Washington D.C. – Die lang erwartete Marktstruktur für Kryptowährungen in den USA rückt näher: Senatorin Cynthia Lummis (R-WY) hat auf dem DC Blockchain Summit eine Zeitschiene präsentiert, die die Branche elektrisiert. Die Vorsitzende des Senate Banking Committee kündigte an, dass die erste formelle Ausschussberatung des CLARITY Act für den 1. April geplant sei – ein Datum, das in der Krypto-Community sofort als "ernsthafter Vorstoß" interpretiert wurde.

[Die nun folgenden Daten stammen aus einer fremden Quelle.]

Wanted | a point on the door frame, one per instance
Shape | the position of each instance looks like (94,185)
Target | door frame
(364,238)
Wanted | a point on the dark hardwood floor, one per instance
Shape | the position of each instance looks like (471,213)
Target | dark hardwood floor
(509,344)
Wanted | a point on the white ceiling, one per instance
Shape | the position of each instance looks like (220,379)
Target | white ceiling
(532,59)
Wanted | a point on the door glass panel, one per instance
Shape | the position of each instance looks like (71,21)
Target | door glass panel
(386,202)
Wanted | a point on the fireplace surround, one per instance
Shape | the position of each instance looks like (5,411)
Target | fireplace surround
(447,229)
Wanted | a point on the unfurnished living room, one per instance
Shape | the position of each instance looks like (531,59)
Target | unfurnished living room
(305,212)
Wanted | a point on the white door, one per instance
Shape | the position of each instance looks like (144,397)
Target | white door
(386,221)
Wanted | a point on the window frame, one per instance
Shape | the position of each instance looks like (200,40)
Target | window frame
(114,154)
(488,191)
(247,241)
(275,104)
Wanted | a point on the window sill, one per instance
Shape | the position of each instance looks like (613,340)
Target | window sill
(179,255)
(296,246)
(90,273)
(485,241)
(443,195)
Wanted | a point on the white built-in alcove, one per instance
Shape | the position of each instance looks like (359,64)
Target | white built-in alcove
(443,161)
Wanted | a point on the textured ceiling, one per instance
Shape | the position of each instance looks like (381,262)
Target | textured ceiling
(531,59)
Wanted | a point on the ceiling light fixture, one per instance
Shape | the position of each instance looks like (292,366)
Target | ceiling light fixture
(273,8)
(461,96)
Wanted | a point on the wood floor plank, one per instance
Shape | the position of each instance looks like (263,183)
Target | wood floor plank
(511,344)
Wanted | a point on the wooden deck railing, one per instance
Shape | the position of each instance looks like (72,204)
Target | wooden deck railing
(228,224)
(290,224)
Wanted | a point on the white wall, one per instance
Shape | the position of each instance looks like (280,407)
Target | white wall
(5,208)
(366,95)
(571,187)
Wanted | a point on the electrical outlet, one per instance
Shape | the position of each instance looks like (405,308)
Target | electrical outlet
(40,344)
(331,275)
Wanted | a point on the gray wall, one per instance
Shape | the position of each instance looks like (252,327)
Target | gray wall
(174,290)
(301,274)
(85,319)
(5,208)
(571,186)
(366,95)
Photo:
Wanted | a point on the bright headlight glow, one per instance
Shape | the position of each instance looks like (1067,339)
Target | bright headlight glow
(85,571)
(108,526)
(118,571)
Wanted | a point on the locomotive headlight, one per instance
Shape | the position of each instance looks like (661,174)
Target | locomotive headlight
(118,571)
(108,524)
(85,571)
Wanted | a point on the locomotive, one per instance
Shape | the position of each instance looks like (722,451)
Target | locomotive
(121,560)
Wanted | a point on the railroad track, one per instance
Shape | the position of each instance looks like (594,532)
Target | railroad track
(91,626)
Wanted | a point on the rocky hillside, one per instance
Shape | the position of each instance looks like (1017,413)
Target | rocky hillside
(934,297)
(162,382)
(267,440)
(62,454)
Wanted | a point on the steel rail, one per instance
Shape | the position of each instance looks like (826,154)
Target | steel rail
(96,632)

Die Senatorin zeigte sich in ihrer Rede überzeugt davon, dass der Ausschuss das Gesetzespaket im April absegnen und der gesamte Senat bis spätestens Dezember 2024 darüber abstimmen werde. "Wir werden diese Sache durchpeitschen, komme, was wolle", sagte Lummis vor einem Publikum aus Branchenvertretern und Lobbyisten, wobei sie eine Redewendung wählte, die in der Krypto-Szene sofort für Diskussionen sorgte.

Hintergründe

Der CLARITY Act, dessen voller Name "Comprehensive Legislative Approach to Regulating Innovative and Transformative Yield" lautet, umfasst erstmals einheitliche Rahmenbedingungen für DeFi-Protokolle und Stablecoin-Emittenten. Bisher verfolgte die US-Regulierung einen Flickenteppich-Ansatz, der vor allem durch SEC-Klagen und Durchsetzungsmaßnahmen geprägt war.

"Dies ist der erste ernsthafte Versuch, eine kohärente Gesetzgebung für den gesamten Kryptomarkt zu schaffen", sagte ein Mitarbeiter des Bankenausschusses, der anonym bleiben wollte. "Wir reden hier über klare Zuständigkeiten, Lizenzierungsverfahren und vor allem: Steuerklarheit für Miner und Validierer."

Die Ankündigung kommt in einer Phase erhöhter Aktivität auf dem Capitol Hill. Erst letzte Woche hatten sich Vertreter von Coinbase, Ripple und Circle mit Ausschussmitgliedern getroffen, um über die Details der Yield-Regulierung zu verhandeln. Insidern zufolge wurde dabei insbesondere über die Behandlung von Staking-Belohnungen und Liquidity-Pool-Gebühren debattiert.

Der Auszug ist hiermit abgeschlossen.